Thursday, August 19, 2010

Short Folk #27: Driving back from Calgary

Note: Back by my little old self in Waterton again. Not too bad a life. The lady that owns this internet cafe just said my breakfast is "on the house" which is kinda cool. She said it's because of my loyal patronage, coming here everyday to post these, but really I think its because of my baby blues. Happens all the time.
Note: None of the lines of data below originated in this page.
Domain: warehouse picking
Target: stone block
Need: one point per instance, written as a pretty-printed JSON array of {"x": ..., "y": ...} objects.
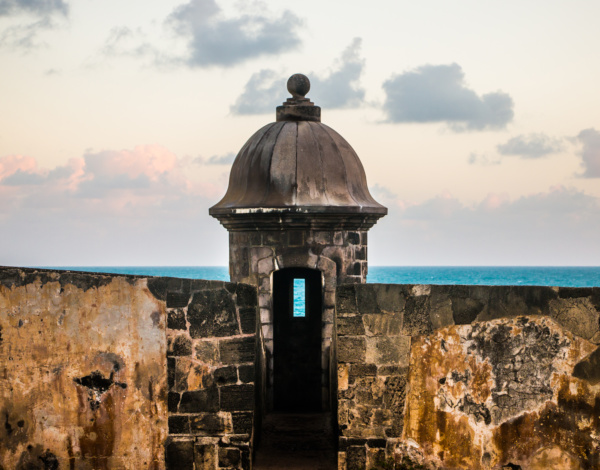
[
  {"x": 388, "y": 350},
  {"x": 295, "y": 238},
  {"x": 179, "y": 424},
  {"x": 246, "y": 373},
  {"x": 173, "y": 399},
  {"x": 329, "y": 299},
  {"x": 242, "y": 422},
  {"x": 351, "y": 349},
  {"x": 297, "y": 256},
  {"x": 229, "y": 457},
  {"x": 265, "y": 315},
  {"x": 346, "y": 299},
  {"x": 509, "y": 301},
  {"x": 366, "y": 299},
  {"x": 328, "y": 318},
  {"x": 200, "y": 401},
  {"x": 212, "y": 313},
  {"x": 352, "y": 326},
  {"x": 363, "y": 370},
  {"x": 207, "y": 351},
  {"x": 179, "y": 346},
  {"x": 205, "y": 456},
  {"x": 338, "y": 238},
  {"x": 237, "y": 350},
  {"x": 208, "y": 424},
  {"x": 171, "y": 365},
  {"x": 589, "y": 368},
  {"x": 360, "y": 253},
  {"x": 353, "y": 238},
  {"x": 255, "y": 239},
  {"x": 354, "y": 269},
  {"x": 356, "y": 458},
  {"x": 246, "y": 295},
  {"x": 376, "y": 458},
  {"x": 577, "y": 314},
  {"x": 265, "y": 266},
  {"x": 440, "y": 308},
  {"x": 176, "y": 320},
  {"x": 377, "y": 443},
  {"x": 180, "y": 455},
  {"x": 416, "y": 316},
  {"x": 390, "y": 297},
  {"x": 237, "y": 397},
  {"x": 383, "y": 324},
  {"x": 343, "y": 376},
  {"x": 274, "y": 238},
  {"x": 177, "y": 300},
  {"x": 248, "y": 319},
  {"x": 225, "y": 375}
]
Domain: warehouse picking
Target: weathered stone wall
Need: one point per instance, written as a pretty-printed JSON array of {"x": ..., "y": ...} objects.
[
  {"x": 82, "y": 371},
  {"x": 107, "y": 371},
  {"x": 469, "y": 377},
  {"x": 211, "y": 331},
  {"x": 341, "y": 256}
]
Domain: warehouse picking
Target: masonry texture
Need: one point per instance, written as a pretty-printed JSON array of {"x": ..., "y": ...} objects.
[
  {"x": 468, "y": 377},
  {"x": 108, "y": 371},
  {"x": 83, "y": 381},
  {"x": 211, "y": 334},
  {"x": 341, "y": 256}
]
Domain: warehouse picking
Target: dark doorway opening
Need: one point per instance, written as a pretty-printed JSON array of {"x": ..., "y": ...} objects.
[{"x": 297, "y": 371}]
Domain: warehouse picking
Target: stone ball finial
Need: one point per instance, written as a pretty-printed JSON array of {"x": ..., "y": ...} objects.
[{"x": 298, "y": 85}]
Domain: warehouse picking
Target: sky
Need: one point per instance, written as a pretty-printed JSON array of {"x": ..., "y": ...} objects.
[{"x": 478, "y": 124}]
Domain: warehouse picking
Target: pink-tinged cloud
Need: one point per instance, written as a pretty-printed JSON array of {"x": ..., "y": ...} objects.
[
  {"x": 10, "y": 164},
  {"x": 556, "y": 227},
  {"x": 134, "y": 206},
  {"x": 590, "y": 152}
]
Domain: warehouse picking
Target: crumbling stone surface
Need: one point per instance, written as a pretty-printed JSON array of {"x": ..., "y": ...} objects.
[
  {"x": 502, "y": 392},
  {"x": 212, "y": 355},
  {"x": 341, "y": 257},
  {"x": 77, "y": 389},
  {"x": 487, "y": 364}
]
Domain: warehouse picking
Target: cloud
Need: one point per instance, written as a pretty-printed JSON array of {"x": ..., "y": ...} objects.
[
  {"x": 226, "y": 159},
  {"x": 25, "y": 35},
  {"x": 41, "y": 8},
  {"x": 260, "y": 94},
  {"x": 590, "y": 152},
  {"x": 215, "y": 40},
  {"x": 438, "y": 93},
  {"x": 480, "y": 159},
  {"x": 530, "y": 146},
  {"x": 556, "y": 227},
  {"x": 123, "y": 41},
  {"x": 114, "y": 207},
  {"x": 339, "y": 88}
]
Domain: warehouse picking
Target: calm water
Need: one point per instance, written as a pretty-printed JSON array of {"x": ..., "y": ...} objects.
[{"x": 471, "y": 275}]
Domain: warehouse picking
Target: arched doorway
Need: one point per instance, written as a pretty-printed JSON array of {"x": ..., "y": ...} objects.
[{"x": 297, "y": 324}]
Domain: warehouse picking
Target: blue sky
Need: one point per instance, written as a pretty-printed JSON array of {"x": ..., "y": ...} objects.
[{"x": 478, "y": 123}]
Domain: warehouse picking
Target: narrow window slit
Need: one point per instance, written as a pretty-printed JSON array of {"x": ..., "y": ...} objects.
[{"x": 299, "y": 298}]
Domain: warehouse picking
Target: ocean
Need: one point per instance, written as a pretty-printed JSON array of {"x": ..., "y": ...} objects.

Short Folk #27: Driving Back from Calgary

You saw butterflies sweep up the slope of the car right into the windshield. That started it. Then you saw an eagle divebomb to break the neck of what looked like its own baby. That was right on the roadside. You saw the still fuzzy featherless thing try to shimmy away before impact. Then you started seeing the really weird things. You saw cars on the road melting to leave “Midnight Black” or “Whetstone Grey” or “Bombay Tan” stains all over the slow lane. You saw the melted faces of their passengers melted inside the cars. You saw the road rise up out of the surrounding landscape like an endless parapet, like the Great Wall of southern Alberta. You saw the raised part of the road get thinner and thinner as you drove, first the road signs would fall off down the slope and then you saw trailers unable to hold the thinning line lose their back end and you saw them tip and yank the whole affair down into the chasm. You saw people getting out of their cars, with their cars balanced on an axle, both wheels hanging off the side of the now footpath of a road. And you saw them continue on, the road getting thinner and thinner at each step until it was one footstep thin, then thinner, then just like the blade of a knife. You saw people cut in slivers and fall away. Later still you saw the road widen again, but keep on widening, until all that rolling country was paved. You saw the mountains paved with perfect lanes painted on the paving. You saw rivers paved with a liquid asphalt. And people came from everywhere to drive on the roads. Every land was bumper to bumper with a thousand cars. And then you saw a huge wind come and take every car away, and every piece of asphalt on the mountains and in the rivers, until it was just you again driving down a two lane highway back to where you came from.